The gospel can do that. It can and does do so to-day and to us, if we will. Nothing else can; nothing else ever has done it; nothing else ever will. Culture may do much; social reformation may do much; but the radical transformation of the nature is only effected by the “love of God shed abroad in the heart,” and by the new life which we receive through our faith in Christ.

That change can be produced on all sorts and conditions of men. The gospel despairs of none. It knows of no hopelessly irreclaimable classes. It can kindle a soul under the ribs of death. The filthiest rags can be cleaned and made into spotlessly white paper, which may have the name of God written upon it. None are beyond its power; neither the savages in other lands, nor the more hopeless heathens festering and rotting in our back slums, the opprobrium of our civilization and the indictment of our Christianity. Take the gospel that transformed this poor slave, to them, and some hearts will own it, and we shall pick out of the kennel souls blacker than his, and make them like him, brethren, faithful and beloved.

Further, here is a living illustration of the power which the gospel has of binding men into a true brotherhood. We can scarcely picture to ourselves the gulf which separated the master from his slave. “So many slaves, so many enemies,” said Seneca. That great crack running through society was a chief weakness and peril of the ancient world. Christianity gathered master and slave into one family, and set them down at one table to commemorate the death of the Saviour who held them all in the embrace of His great love.

All true union among men must be based upon their oneness in Jesus Christ. The brotherhood of man is a consequence of the fatherhood of God, and Christ shows us the Father. If the dreams of men’s being knit together in harmony are ever to be more than dreams, the power that makes them facts must flow from the cross. The world must recognise that “One is your master,” before it comes to believe as anything more than the merest sentimentality that “all ye are brethren.”
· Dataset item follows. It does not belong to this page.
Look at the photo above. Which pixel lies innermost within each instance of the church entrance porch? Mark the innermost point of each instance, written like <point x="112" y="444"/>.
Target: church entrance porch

Much has to be done before the dawn of that day reddens in the east, “when, man to man, the wide world o’er, shall brothers be,” and much in political and social life has to be swept away before society is organized on the basis of Christian fraternity. The vision tarries. But we may remember how certainly, though slowly, the curse of slavery has disappeared, and take courage to believe that all other evils will fade away in like manner, until the cords of love shall bind all hearts in fraternal unity, because they bind each to the cross of the Elder Brother, through whom we are no more slaves but sons, and if sons of God, then brethren of one another.